Tokyo, March 31 (IANS) Japan is considering a "more aggressive" military stance for the first time since World War II, to strike overseas targets, a media report said on Friday.
The proposal from the ruling Liberal Democratic Party (LDP) advocates adopting new measures to address missile threats from North Korea, including ramping up Japan's missile defence capabilities and developing the "capacity to counter-attack enemy bases" in the event of a missile attack on the country, the CNN report said.
Hiroshi Imazu, chair of the Research Commission on Security for the LDP, and former Defence Minister Itsunori Onodera, submitted the proposal to Prime Minister Shinzo Abe on Thursday.
Onodera, who led the panel, told the media after the meeting that Japan's current systems might not be able to cope with a barrage of attacks.
"There are limitations (of our) ballistic missile defence (BMD) if several missiles are fired," he said.
"Neutralising an enemy base (and preventing the launch of) the second and third missiles is within the range of self-defence.

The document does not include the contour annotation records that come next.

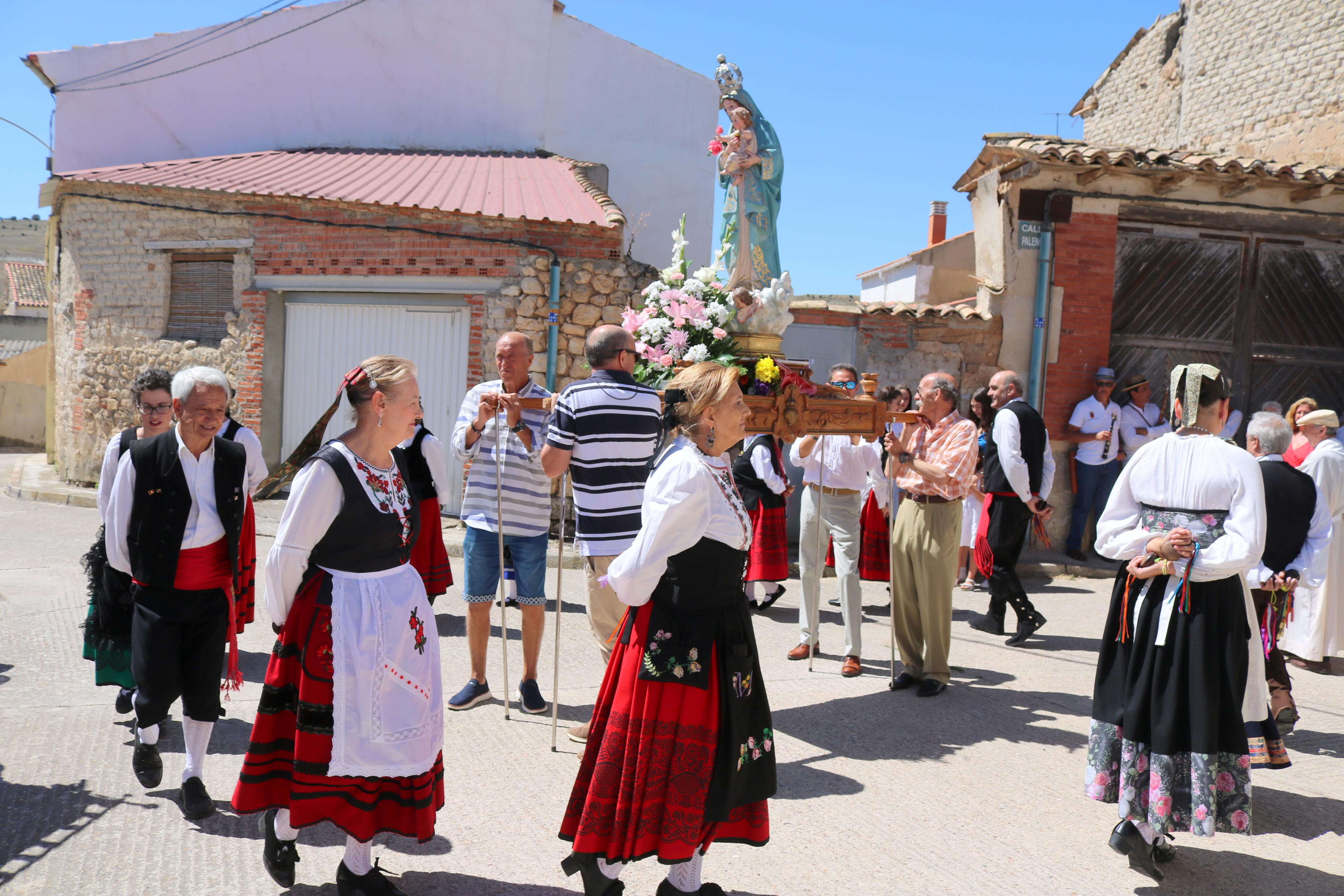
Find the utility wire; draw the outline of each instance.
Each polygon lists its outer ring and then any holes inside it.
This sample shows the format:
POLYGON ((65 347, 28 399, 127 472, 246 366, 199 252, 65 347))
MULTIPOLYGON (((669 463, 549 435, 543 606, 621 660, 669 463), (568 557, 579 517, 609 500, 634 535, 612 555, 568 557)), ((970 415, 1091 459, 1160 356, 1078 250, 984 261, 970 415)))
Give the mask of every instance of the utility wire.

It is not a pre-emptive strike," he added.
Tensions in Japan follows a string of North Korean missile tests, the CNN report said.
Earlier this month, Pyongyang fired four intermediate-range ballistic missiles, three of which landed less than 200 nautical miles off the Japanese coast.
Abe said that his government would seriously consider the proposal.
"We assess that the threat (from North Korea) has advanced to a new stage, we take it seriously. This assessment is shared by the US," CNN quoted the Prime Minister as saying.
Japan has not launched an attack on foreign soil since World War II.
Currently, any Japanese counter-attack on North Korea would need to come from US forces because Tokyo does not have all the equipment needed to carry out long-range strikes, according to analysts.